Watching her eat is my new favorite pastime, especially after what she put herself through in the first week here.

Every bite logged, every swallow noted. She’s still too thin for my liking, but the color is returning to her cheeks, her hands are steadier, and the trembling has stopped.

“What’s your favorite time of day in the cathedral?”

The question catches her off guard, making her eyes narrow in suspicion.

“Why?”

“Curiosity.”

She chews slowly, considering whether this is a trap. “Dawn,” she finally says. “When the light first hits the windows. The colors are... different.
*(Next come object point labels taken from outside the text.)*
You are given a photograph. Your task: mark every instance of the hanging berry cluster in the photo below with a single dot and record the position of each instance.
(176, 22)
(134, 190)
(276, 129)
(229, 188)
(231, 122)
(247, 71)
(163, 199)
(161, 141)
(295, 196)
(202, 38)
Softer.”

“Before the tourists arrive.”

“Before anyone arrives. Just me and hundreds of years of history.”

I store the information for later. I want to know these things, want to understand what she sees when she looks at broken things, what drives her to spend her life piecing together what others have abandoned.
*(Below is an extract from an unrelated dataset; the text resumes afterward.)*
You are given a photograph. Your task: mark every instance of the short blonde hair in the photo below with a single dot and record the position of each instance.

“Did you always want to restore art?”

Another suspicious look. “Why the twenty questions?”

“Because you’re interesting.” It’s the unfiltered truth.
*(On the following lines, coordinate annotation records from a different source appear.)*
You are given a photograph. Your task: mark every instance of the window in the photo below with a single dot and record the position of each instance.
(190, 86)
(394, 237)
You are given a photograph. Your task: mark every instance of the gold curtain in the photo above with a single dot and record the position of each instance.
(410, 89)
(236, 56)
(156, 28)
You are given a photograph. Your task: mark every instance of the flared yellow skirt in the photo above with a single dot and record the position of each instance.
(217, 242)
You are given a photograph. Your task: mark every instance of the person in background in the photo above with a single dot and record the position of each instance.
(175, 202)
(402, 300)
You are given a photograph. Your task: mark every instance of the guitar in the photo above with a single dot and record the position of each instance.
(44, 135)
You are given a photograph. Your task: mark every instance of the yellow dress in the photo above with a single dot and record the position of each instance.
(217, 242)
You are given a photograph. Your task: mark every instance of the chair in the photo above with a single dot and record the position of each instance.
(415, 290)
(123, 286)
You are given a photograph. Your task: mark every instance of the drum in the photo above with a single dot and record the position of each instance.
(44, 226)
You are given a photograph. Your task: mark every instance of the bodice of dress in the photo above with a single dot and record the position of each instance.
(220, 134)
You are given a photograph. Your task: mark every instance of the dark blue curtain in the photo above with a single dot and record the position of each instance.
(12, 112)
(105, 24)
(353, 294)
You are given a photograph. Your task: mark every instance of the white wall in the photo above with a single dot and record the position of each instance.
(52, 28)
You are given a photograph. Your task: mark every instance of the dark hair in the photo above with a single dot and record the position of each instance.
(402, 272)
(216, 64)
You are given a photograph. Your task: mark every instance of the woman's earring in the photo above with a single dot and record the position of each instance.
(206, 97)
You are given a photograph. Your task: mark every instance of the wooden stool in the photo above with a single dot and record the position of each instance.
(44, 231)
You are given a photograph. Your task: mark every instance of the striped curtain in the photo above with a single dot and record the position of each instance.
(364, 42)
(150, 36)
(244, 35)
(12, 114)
“I wanted to be an architect, but architects build new things, and I kept being drawn to the old ones. The broken ones.” A pause. “Someone has to fix what others let fall apart.”

Someone has to fix what others let fall apart.

The statement makes my throat close up. Thrown off balance, I stand. Before the moment can become something else. “Wear the blue dress today. For lunch.”

It’s not a question.

Her jaw sets, but her head dips in a nod before she catches herself. Color floods her cheeks. Fury at her own compliance.

“Brava, tesoro.”

Her mouth opens, to tell me to go to hell, probably. To assert some small scrap of autonomy.

I’m already at the door. “The blue one, Violet. Not the gray. I want to see you in blue.”

I close the door on her fury.

The library is filled with afternoon light when I find her.

She’s in the leather armchair by the window, legs curled beneath her, book open in her lap. Byzantine mosaics, a text I chose specifically, knowing she’d be unable to resist.

The blue dress fits exactly as I imagined, the soft fabric skimming her curves without clinging. The color brings out the gray-green of her eyes, and makes her auburn hair look like fire. She’s left it down today, and the urge to come over and sift it through my fingers is almost unbearable.

I walk slowly, deliberately. My footsteps silent on the thick carpet.

She doesn’t hear me approach, too absorbed in the book, lips slightly parted, brow furrowed in concentration. When she reaches a particularly interesting passage, she bites her bottom lip.

Just like I told her I noticed.

I stop behind her chair. Close enough to smell the shampoo in her hair.

“Enjoying yourself?”

She startles violently, a sharp gasp escaping her lips as the book tumbles from her grasp and falls to the floor with a soft thud that echoes too loudly in the quiet room.